第48話 ミドルライン戦線——絶望の孵化


言われた通り、ヴィクター、アルフォンス、クラリッサの三人が後方へと下がると、戦場の主導権は完全にヴァンガルドが誇る歴戦の猛者たちへと移っていた。



ヴィクターの「雷霆の神槍グングニル』によって指揮個体ブレインを失ったクリムゾンアイの群れは、先ほどまでの精緻な連携が嘘のように消え失せていた。


それぞれが個別の本能と殺意に従って知性なく動き回る。

確かに、個体としては強い。

しかし、それを活かしきれない木偶となっていた。現状、クリムゾンアイは統率を欠いた事で烏合の衆と化していたのだ。



「——好機だ! 各員、散開して囲い込め! 奴らの連携が戻る前に、各個撃破するぞ!」



騎士団長ロイズの冷静沈着でありながら、戦場を圧するほどの覇気を込めた号令が響き渡る。

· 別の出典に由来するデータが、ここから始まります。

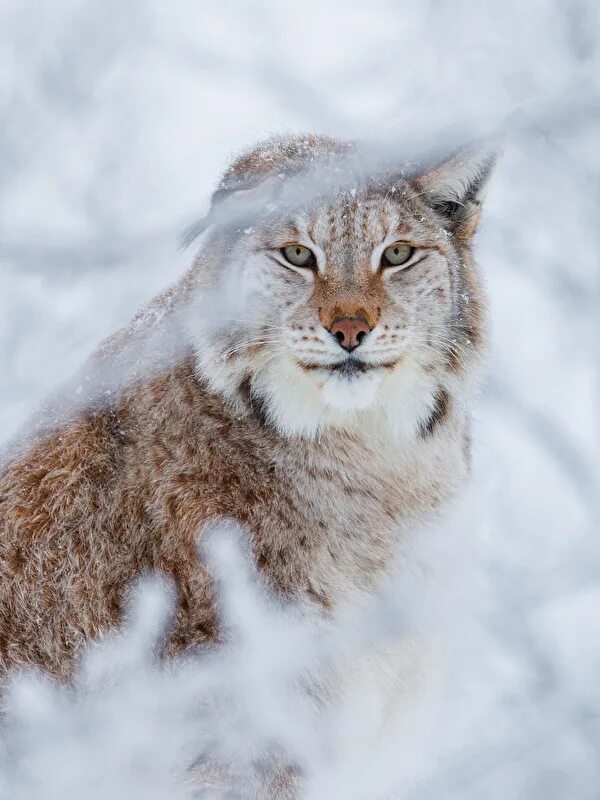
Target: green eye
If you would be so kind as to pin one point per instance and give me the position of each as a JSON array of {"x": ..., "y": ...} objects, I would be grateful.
[
  {"x": 298, "y": 255},
  {"x": 396, "y": 254}
]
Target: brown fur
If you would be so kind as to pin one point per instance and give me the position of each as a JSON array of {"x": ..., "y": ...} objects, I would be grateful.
[{"x": 123, "y": 488}]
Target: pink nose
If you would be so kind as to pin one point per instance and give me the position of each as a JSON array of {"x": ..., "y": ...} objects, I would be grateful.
[{"x": 350, "y": 331}]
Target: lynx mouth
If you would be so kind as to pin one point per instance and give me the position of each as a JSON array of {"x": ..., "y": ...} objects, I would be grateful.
[{"x": 349, "y": 368}]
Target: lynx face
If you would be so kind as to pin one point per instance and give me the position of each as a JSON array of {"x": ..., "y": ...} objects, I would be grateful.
[{"x": 358, "y": 305}]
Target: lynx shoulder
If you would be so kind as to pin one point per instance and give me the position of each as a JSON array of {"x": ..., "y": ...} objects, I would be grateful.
[{"x": 310, "y": 377}]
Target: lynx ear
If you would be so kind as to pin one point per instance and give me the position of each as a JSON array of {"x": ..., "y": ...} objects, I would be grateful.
[{"x": 455, "y": 188}]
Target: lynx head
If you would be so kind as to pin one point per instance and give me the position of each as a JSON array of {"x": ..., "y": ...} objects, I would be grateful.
[{"x": 334, "y": 294}]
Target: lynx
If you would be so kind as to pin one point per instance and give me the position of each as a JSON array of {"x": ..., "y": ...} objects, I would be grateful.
[{"x": 310, "y": 377}]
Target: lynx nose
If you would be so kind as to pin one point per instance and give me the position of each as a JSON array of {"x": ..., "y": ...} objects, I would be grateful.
[{"x": 350, "y": 331}]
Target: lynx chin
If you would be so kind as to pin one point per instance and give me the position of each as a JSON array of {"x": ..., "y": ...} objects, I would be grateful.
[{"x": 311, "y": 377}]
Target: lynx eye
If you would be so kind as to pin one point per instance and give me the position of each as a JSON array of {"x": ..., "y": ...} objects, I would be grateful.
[
  {"x": 396, "y": 254},
  {"x": 298, "y": 255}
]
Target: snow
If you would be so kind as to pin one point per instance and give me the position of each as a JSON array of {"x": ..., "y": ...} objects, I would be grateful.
[{"x": 118, "y": 121}]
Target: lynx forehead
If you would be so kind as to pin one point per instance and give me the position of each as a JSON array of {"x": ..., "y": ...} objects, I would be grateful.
[
  {"x": 310, "y": 377},
  {"x": 356, "y": 301}
]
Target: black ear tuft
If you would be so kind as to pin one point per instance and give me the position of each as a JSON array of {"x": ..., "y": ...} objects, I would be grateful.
[{"x": 455, "y": 188}]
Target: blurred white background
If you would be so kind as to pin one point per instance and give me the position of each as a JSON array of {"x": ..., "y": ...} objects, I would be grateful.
[{"x": 117, "y": 118}]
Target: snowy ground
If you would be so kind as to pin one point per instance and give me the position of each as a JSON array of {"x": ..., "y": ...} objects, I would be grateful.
[{"x": 118, "y": 117}]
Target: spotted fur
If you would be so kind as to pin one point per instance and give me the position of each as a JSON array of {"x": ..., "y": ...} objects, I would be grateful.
[{"x": 253, "y": 411}]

「うおおおおおっ! 小僧どもが良い流れを作ってくれたじゃねえか! ここからは俺たち大人の時間だぜぇ! 一匹残らず、ミンチより細かく刻んでやらぁ!」

 


第三部隊隊長ヴィルヘルムが、その両手に握る二振りの剣を血振りしながら、獣のような獰猛な咆哮を上げた。



ロイズ率いる第一部隊と、ヴィルヘルム率いる第三部隊を中心とした混合精鋭部隊。急いで来た先方部隊という事もあり約300名程度しかいないが、好機と見てクリムゾンアイの残党へと一斉に襲いかかる。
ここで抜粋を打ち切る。